Microscopic simulation of methanol and formaldehyde ice formation in cold dense cores

TL;DR

This study uses microscopic simulations to model the formation of methanol and formaldehyde ices in cold dense interstellar environments, comparing results with observations and prior models.

Contribution

It extends previous models to include formation of both species under interstellar conditions, incorporating freeze-out and hydrogenation processes.

Findings

H2CO and CH3OH form efficiently in cold dense cores

Ice mantles have layered structures with CH3OH on top

CO and H2CO are mainly in lower ice layers

Abstract

Methanol and its precursor formaldehyde are among the most studied organic molecules in the interstellar medium and are abundant in the gaseous and solid phases.
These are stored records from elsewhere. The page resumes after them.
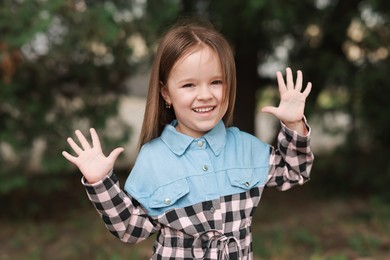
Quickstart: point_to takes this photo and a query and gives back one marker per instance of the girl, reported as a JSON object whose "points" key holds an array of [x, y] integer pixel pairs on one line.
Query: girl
{"points": [[196, 182]]}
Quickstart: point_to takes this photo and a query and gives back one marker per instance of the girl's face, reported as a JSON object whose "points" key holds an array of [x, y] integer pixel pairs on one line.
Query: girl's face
{"points": [[195, 88]]}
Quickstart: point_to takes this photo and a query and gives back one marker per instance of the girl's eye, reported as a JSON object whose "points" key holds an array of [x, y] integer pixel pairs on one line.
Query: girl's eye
{"points": [[189, 85]]}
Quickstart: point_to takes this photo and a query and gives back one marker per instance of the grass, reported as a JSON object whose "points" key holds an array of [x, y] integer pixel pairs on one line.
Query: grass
{"points": [[296, 224]]}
We recently developed a model to simulate CO hydrogenation via H atoms on interstellar ice surfaces, the most important interstellar route to H2CO and CH3OH, under laboratory conditions. We extend this model to simulate the formation of both organic species under interstellar conditions, including freeze-out from the gas and hydrogenation on surfaces. Our aim is to compare calculated abundance ratios with observed values and with the results of prior models. Simulations under different conditions, including density and temperature, have been performed. We find that H2CO and CH3OH form efficiently in cold dense cores or the cold outer envelopes of young stellar objects. The grain mantle is found to have a layered structure with CH3OH on top. The species CO and H2CO are found to exist predominantly in the lower layers of ice mantles where they are not available for hydrogenation at late times.